AMD: Speculation, Rumors, and Discussion (Archive)

Status
Not open for further replies.
As interesting as watching slow motion crash test videos!
That's a possibility, but I wanted to be open to other interpretations.

I saw those numbers elsewhere, but I think they're for mobile versions. They can't possibly have decided to value power efficiency that much over absolute performance.

I suppose there's the fully-enabled X variant not in the rumor.
At the very least, what rumored TDP would one get if Hawaii were put on a 2x more efficient process and its memory bus cut in half?
Perhaps power isn't the only thing being economized in that scenario?
From an IP standpoint it would look like Tonga scaled to Hawaii's general unit dimensions, save perhaps the width of the bus.

It seems like we have at least one example of a modestly evolved architecture making the jump from 28nm to 14nm and finding room for a MHz.
Perhaps Polaris will be ~1 GHz in base clock terms? Although even then, it's not the improvement seen by Pascal in terms of base clock even with the 290X's early-on clock inconsistencies as a baseline.

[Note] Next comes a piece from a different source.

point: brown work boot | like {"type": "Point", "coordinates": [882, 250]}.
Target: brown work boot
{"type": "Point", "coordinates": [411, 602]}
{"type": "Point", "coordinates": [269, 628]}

Just what are those little GCN pipe stages doing, I wonder?
Is it safe to assume the F04 for the architecture is notably higher for that architecture? What would you have to do or not do when given maybe not amazing metal scaling even from 28nm to 20nm and the generally unambiguous massive improvement in leakage and performance of FinFET in this range, and not budge the clock needle?

On the other hand, AMD has claimed over and again that Polaris' scope is power efficiency. Vega may be optimized for higher clocks, whereas Polaris was made for keeping that power consumption as low as possible (and easier transition to laptops).

Polaris is also meant to lower the price floor of affordable VR, or at least one of SKUs needs to match the 290X. That doesn't entirely align with the power efficiency goal, particularly if there's a "you need to spend a few Watts in a few non-ideal cases instead of throttling because people will vomit" condition. ALU-wise, Polaris 10 seems to be dropping right at the lower bound of acceptable VR AMD has introduced. With half-width bus and the allegedly similar (peak) clocks, how it consistently meets or exceeds a 290X so that we don't see a lower but nauseatingly uneven floor for affordable VR will be interesting. There are interesting architectural possibilities, but I can think of several PR games that could be played with the numbers so far.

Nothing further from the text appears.